Рекорд толерантности, на взгляд автора данных строк, побил «Московский комсомолец». Некая Л. Панченко выразительно назвала встревоженных жителей Можайского района «злобными аборигенами». Не удержусь от цитаты: «Несмотря на то, что мероприятие это оказалось несанкционированным, милиция побоялась применить к собравшимся силу, а чиновникам пришлось выслушать людей». Ах она, нерешительная милиция! Нет, чтобы сразу аборигенов этих да дубинками по головам! А то ведь какой ужас произошел: чиновникам пришлось выслушивать людей, тех самых людей, о которых они должны печься денно и нощно, ради которых поставлены на свои посты!
Восхитила и промелькнувшая в другой статье формулировка: милиции «удалось задержать» участников несанкционированного схода. Извините, а они что, скрывались? Оказывали вооруженное сопротивление?
И, кстати, почему на сход не было этой самой «санкции»? Почему власти добровольно не выбежали к людям, не успокоили: разыщем, изверг никуда не денется!

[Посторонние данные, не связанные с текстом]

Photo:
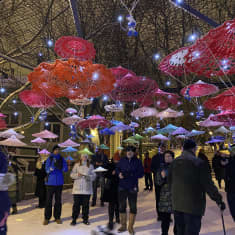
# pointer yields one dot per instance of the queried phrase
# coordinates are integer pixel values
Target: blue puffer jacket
(55, 176)
(132, 170)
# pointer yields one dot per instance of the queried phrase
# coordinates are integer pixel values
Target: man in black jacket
(157, 162)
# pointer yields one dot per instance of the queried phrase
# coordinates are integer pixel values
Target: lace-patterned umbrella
(36, 99)
(92, 122)
(223, 101)
(173, 64)
(144, 112)
(199, 89)
(74, 47)
(213, 54)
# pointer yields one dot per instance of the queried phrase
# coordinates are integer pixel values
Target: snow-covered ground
(29, 220)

Акценты расставлены незаметно, но умело. По словам «Комсомольской правды», Аня, «невзирая на свой юный возраст, сожительствовала с»… К подростковым романам сей довольно мерзкий глагол, обозначающий совместное ведение хозяйства незарегистрированной парой, никакого отношения, конечно, не имеет. Но зато весьма выразительно звучит. Подтекст так и лезет: ну и зачем-де столько шума из-за какой-то малолетней потаскушки?
Конечно, мама Ани могла бы получше приглядывать за дочерью. Могла ли? Измотанная разведенная женщина, разрывающаяся между работой, хозяйством и парализованной бабушкой… Пожалуй, ее только на то и хватало, чтоб отправить сердитое сообщение: а ну быстро домой! В Москве десятки тысяч таких мам. И десятки тысяч таких подростков. Не то, чтоб «неблагополучных», но, вне сомнения, недостаточно контролируемых старшими. Именно этот обобщающий фактор и будоражит сегодня горожан. Вне зависимости от того, кто убил Аню Бешнову, москвичи встревожены миграционной политикой. Неподалеку от места гибели девочки уже несколько лет обитает в бытовках около двух сотен нелегалов. Жители безрезультатно жаловались во все мыслимые инстанции, о чем и говорилось на сходе. На том самом, на несанкционированном.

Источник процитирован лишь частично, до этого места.